In some embodiments, the tagging comprises attaching a compound to the nucleic acids. In some embodiments, the attaching is by way of a covalent linkage. In some embodiments, the compound is selected from biotin, a peptide, an alkyne, an azide, a BrdU, an IrdU, an amine, or an oligonucleotide. In some embodiments, the peptide is a HIS tag. In some embodiments, the oligonucleotide is a primer sequence. In some embodiments, the methods further comprise isolating the nucleic acids attached with the compound before subjecting the isolated nucleic acids to nucleic acid sequencing. In some embodiments, the extracting the nucleic acids comprises lysing the cells in the sample to release the nucleic acids. In some embodiments, the sample is suspected to contain a pathogenic microorganism. In some embodiments, the nucleic acid sequencing is metagenomic sequencing. In some embodiments, the methods further comprise enriching the non-contaminant nucleic acids by their tags.

BRIEF DESCRIPTION OF THE DRAWINGS

The patent or application file contains at least one drawing executed in color. Copies of this paper or patent application publication with color drawing(s) will be provided by the Office upon request and payment of the necessary fee.

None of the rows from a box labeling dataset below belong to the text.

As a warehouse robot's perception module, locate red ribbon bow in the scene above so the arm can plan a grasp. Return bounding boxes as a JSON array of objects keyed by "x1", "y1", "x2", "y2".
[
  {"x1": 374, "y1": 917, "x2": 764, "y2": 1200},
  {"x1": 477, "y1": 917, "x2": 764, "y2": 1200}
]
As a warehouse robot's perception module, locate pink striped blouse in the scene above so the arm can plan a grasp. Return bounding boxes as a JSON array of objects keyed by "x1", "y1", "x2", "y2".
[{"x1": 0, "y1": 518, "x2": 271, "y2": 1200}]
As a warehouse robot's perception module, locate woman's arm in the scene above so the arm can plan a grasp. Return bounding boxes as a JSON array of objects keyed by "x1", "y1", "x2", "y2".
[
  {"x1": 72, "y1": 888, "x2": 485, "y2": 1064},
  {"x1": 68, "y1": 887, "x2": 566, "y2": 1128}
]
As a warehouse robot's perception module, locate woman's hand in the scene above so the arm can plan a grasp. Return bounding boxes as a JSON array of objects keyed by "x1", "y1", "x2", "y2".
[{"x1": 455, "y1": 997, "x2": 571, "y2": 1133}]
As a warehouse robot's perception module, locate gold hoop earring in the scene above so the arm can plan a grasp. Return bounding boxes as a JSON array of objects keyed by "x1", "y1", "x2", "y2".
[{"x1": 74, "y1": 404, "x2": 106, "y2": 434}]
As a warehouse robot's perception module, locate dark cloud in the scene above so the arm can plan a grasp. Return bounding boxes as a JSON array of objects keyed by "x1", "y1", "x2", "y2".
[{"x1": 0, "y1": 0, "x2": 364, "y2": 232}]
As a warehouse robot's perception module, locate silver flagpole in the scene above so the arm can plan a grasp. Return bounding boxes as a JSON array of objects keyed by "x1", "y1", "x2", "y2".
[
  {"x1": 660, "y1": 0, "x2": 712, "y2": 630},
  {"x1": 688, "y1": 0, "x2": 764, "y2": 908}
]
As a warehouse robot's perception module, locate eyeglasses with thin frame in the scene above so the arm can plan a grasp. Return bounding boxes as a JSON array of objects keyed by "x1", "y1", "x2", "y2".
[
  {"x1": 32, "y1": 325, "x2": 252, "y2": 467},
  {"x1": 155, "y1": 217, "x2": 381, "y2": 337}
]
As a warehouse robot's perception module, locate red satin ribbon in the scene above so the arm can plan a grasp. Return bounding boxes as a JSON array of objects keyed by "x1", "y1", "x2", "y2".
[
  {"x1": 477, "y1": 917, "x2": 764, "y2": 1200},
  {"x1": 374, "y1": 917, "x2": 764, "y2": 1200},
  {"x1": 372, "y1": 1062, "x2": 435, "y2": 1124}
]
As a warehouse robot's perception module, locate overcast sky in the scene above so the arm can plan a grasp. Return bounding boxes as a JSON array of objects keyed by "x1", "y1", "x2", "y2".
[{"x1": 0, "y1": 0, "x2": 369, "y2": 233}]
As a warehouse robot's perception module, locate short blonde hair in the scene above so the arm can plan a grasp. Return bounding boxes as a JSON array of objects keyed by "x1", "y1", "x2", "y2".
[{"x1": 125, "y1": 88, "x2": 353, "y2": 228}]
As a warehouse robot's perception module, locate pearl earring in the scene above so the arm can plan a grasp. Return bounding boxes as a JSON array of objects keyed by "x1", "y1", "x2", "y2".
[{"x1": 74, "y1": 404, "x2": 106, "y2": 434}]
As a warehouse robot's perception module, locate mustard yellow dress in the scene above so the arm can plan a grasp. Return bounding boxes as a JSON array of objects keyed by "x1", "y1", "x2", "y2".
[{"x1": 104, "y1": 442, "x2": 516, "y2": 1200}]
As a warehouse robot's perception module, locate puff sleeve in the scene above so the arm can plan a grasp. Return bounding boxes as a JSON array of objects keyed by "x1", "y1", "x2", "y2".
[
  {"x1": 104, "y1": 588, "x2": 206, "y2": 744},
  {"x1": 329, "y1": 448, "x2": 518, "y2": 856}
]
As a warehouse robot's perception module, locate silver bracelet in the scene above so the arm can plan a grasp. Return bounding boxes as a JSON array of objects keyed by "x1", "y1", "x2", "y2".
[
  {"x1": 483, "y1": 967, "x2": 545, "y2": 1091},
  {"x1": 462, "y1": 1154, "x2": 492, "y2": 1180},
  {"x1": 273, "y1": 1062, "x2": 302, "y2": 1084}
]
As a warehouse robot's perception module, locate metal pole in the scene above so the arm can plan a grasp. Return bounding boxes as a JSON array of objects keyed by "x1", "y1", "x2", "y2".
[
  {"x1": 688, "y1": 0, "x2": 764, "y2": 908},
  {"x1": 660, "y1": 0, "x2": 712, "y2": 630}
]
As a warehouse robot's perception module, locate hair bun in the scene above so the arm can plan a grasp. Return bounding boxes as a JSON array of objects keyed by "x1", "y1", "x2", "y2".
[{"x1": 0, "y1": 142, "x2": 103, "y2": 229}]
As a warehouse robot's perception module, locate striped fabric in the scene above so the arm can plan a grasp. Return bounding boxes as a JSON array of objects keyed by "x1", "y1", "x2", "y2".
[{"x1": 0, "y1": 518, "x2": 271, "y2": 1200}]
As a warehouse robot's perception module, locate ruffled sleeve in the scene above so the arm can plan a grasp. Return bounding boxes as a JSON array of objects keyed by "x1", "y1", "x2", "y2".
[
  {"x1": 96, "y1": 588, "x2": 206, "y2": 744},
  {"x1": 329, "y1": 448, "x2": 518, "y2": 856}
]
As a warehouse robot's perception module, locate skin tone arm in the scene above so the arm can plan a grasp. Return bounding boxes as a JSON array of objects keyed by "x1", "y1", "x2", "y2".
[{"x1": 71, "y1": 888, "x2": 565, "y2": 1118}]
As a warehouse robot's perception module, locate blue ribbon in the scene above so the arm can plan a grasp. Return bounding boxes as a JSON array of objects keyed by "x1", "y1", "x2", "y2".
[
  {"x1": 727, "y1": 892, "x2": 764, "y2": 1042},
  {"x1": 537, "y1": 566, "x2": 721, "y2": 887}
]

FIG. 1A-F. Sample-Intrinsic microbial DNA Found by Tagging and sequencing (SIFT-seq) proof-of-principle. A) Experimental workflow. Tagging of sample-intrinsic DNA by bisulfite DNA treatment is performed directly on urine or plasma. Contaminating DNA introduced after the tagging step is identified based on lack of cytosine conversion. B) Schematic of bioinformatics workflow. C) Representative example of the cytosine fraction of mapped reads in an unfiltered (top) dataset, a read-level filtered dataset (middle) and a fully filtered dataset (bottom). D) Number of reads assigned to Cutibacterium acnes (common environmental DNA contaminant) in ΦX174 DNA after conventional sequencing (green) and SIFT-seq (purple). E) Deliberate contamination assay. Detection of known contaminants before (top) and after (bottom) filtering. F) Number of reads assigned to contaminants. Boxes in the boxplots indicates 25th and 75th percentile, the band in the box indicated the median and whiskers extend to 1.5× Interquartile Range (IQR) of the hinge. Outliers (beyond 1.5×IQR) are plotted individually.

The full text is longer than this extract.